2. Contractors may only accept reconsideration requests for LMRPs published in final form. Requests must not be accepted for other documents including:

• National Coverage Decisions (NCD);
• Coverage provisions in interpretive manuals;
• Draft LMRPs;
• Template LMRPs, unless or until they are adopted by the contractor;
• Retired LMRPs;
• Individual claim determinations;
• Bulletins, articles, training materials; and
• Any instance in which no LMRP exists, i.e., requests for development of an LMRP.

If modification of the LMRP would conflict with an NCD, the request would not be valid.

The contractor should refer the requestor to the NCD reconsideration process (www.cms.hhs.gov/coverage/Ba1.htm).

3. Requests must be submitted in writing, and must identify the language that the requestor wants added to or deleted from an LMRP. Requests must include a justification supported by new evidence, which may materially affect the LMRP’s content or basis. Copies of published evidence must be included.

The level of evidence required for LMRP reconsideration is the same as that is required for new/revised LMRP development. (PIM Chapter 13, Section 7.1)

4. Any request for LMRP reconsideration that, in the judgment of the contractor, does not meet these criteria is invalid.

5. Contractors may consolidate valid requests if similar requests are received.

F – Process

1. The requestor should submit a valid LMRP reconsideration request to the appropriate contractor, following instructions on the contractor's web site.

2. Within 30 days of the day the request is received, the contractor must determine whether the request is valid or invalid. If the request is invalid, the contractor must respond, in writing, to the requestor explaining why the request was invalid. If the  request is valid, the contractor should follow the requirements below.

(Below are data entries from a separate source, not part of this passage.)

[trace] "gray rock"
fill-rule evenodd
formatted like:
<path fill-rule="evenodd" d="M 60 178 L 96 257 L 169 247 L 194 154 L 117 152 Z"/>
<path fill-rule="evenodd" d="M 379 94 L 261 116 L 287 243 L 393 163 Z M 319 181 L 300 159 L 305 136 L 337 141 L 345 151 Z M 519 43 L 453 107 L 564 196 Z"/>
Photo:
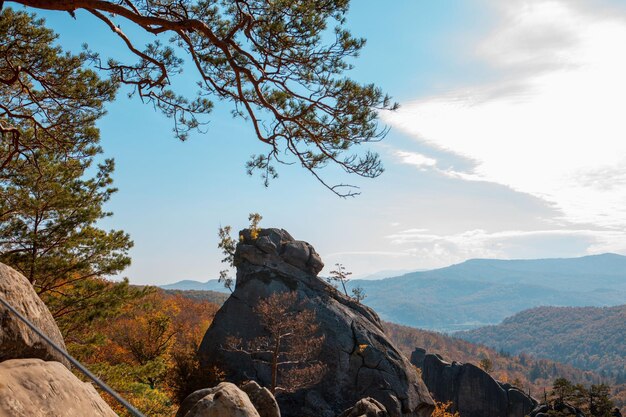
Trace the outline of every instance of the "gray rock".
<path fill-rule="evenodd" d="M 412 355 L 419 363 L 420 354 Z M 500 384 L 470 363 L 448 363 L 439 355 L 422 360 L 422 378 L 437 401 L 452 402 L 452 412 L 463 417 L 524 417 L 537 405 L 532 397 L 508 384 Z"/>
<path fill-rule="evenodd" d="M 385 406 L 373 398 L 363 398 L 339 417 L 389 417 Z"/>
<path fill-rule="evenodd" d="M 424 358 L 426 357 L 426 349 L 415 348 L 411 353 L 411 363 L 422 369 L 424 366 Z"/>
<path fill-rule="evenodd" d="M 116 417 L 95 388 L 59 362 L 0 363 L 0 417 Z"/>
<path fill-rule="evenodd" d="M 234 384 L 222 382 L 216 387 L 192 393 L 183 401 L 176 416 L 259 417 L 259 413 L 245 392 Z"/>
<path fill-rule="evenodd" d="M 269 386 L 266 365 L 223 347 L 229 336 L 243 342 L 264 336 L 254 306 L 273 293 L 295 291 L 298 302 L 316 313 L 325 336 L 319 360 L 327 371 L 312 387 L 277 395 L 283 416 L 338 415 L 365 397 L 380 402 L 392 417 L 430 415 L 434 403 L 428 390 L 384 334 L 376 313 L 316 276 L 323 263 L 309 244 L 295 241 L 282 229 L 263 229 L 254 240 L 248 230 L 240 235 L 235 291 L 218 311 L 200 346 L 205 369 L 218 366 L 235 383 L 255 380 Z M 279 242 L 275 253 L 258 246 L 263 236 Z M 266 243 L 265 239 L 261 243 L 265 249 Z"/>
<path fill-rule="evenodd" d="M 24 275 L 4 264 L 0 264 L 0 296 L 53 342 L 65 349 L 61 331 L 33 286 Z M 70 363 L 61 354 L 0 305 L 0 361 L 20 358 L 54 360 L 70 367 Z"/>
<path fill-rule="evenodd" d="M 261 387 L 255 381 L 248 381 L 241 386 L 241 389 L 248 394 L 248 398 L 261 417 L 280 417 L 280 408 L 278 408 L 276 398 L 267 388 Z"/>

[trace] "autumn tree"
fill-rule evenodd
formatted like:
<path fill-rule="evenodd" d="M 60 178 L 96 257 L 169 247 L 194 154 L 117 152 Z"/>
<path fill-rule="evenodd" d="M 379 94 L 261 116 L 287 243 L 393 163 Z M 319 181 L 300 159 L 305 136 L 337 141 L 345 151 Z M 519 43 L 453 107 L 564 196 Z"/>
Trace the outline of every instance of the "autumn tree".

3. Within 90 days of the day the request was received, the contractor must make a final LMRP reconsideration decision on the valid request and notify the requestor of the decision with its rationale. Decision options include retiring the policy, no revision, revision to a more restrictive policy, or revision to a less restrictive policy.

4. If the decision is either to retire the LMRP or to make no revision to the LMRP, then within 90 days of the day the request was received, the contractor must inform the requestor of that decision with its rationale.

5. If the decision is to revise the LMRP, follow the normal process for LMRP development.


6. Contractors must keep an internal list of the LMRP Reconsideration Requests received and the relevant dates, subject, and disposition of each one.